Some of the most beautiful believers I’ve met were once totally depraved. Hearing the stories of how God redeemed their lives always fills me with such awe in God as well as a surprising compassion for person for all the events that led to their original depravity. As the saying goes: there but for the grace of God go I. Can you imagine what it would be like to see your worst tormentor die without being redeemed by Christ’s love? I bet it might taste pretty sweet at first, but in the light of eternity how will we feel.

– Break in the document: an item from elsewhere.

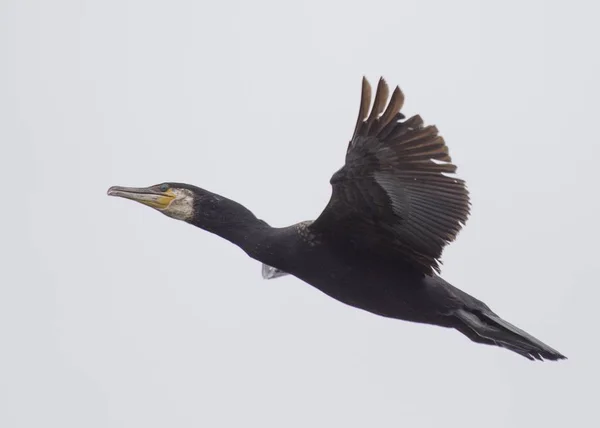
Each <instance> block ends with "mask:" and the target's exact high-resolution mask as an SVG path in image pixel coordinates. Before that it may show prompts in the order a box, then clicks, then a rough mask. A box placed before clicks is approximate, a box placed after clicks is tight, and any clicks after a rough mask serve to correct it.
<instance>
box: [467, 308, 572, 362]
mask: <svg viewBox="0 0 600 428" xmlns="http://www.w3.org/2000/svg"><path fill="white" fill-rule="evenodd" d="M455 316H456V317H457V318H458V319H459V320H460V323H459V325H458V326H457V327H456V328H457V330H459V331H460V332H461V333H463V334H464V335H466V336H467V337H469V338H470V339H471V340H473V341H474V342H478V343H486V344H488V345H496V346H501V347H503V348H506V349H509V350H511V351H513V352H516V353H517V354H520V355H522V356H524V357H525V358H528V359H530V360H544V359H545V360H553V361H556V360H562V359H566V358H567V357H565V356H564V355H562V354H561V353H560V352H558V351H557V350H555V349H552V348H551V347H549V346H548V345H546V344H545V343H542V342H541V341H539V340H537V339H536V338H535V337H533V336H531V335H530V334H527V333H526V332H524V331H523V330H521V329H520V328H518V327H515V326H514V325H512V324H510V323H509V322H507V321H504V320H503V319H502V318H500V317H499V316H498V315H496V314H494V313H493V312H491V311H469V310H468V309H459V310H458V311H457V312H456V313H455Z"/></svg>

When we understand fully how our enemies are a product of how they were wounded, I believe it will leave a bitterness in our stomach and a regret for how we may have contributed to that wounding. Or maybe we’ll feel the shame for how we withheld our hand from helping them out of fear of being bit. 

No man knows the day or the hour of Christ’s return, but the time is short, shorter than it’s ever been. We can see the signs that Jesus gave us, that his disciples and the prophets have given us, so how shall we respond? Will we act the part of His Ambassadors to this world or pretend to be residents of this foreign kingdom? Will we continue to be willing to witness in love to the people who ridicule us, torture us, and someday martyr us like Stephen, or will we shirk away in fear and weakness? 

When Stephen died, there was a man standing in approval of his stoning. A rising star among the religious authorities of his day, this young man actively sought to destroy the early Christians, but his life was turned completely around as he met the risen Jesus on the road to Tarsus. We don’t know how Stephen’s testimony affected Saul as he meditated for 3 days in blindness, but I look forward to hearing Paul’s story from him directly one day. Likewise, we don’t know what seeds are sown through our faithful suffering, but we will one day! 

I don’t claim to have God’s heart or to see things as He sees them, but I desire to see as He sees and to feel as He feels so that every dark cloud I pass through fades and every giant shrinks. No one looks forward to suffering, at least no one who has a healthy mindset. Yet we all enjoy the victory received when we push through momentary hardships! 
Lord make us faithful in times of trial and triumph, praising You for every victory in the past, present, and future!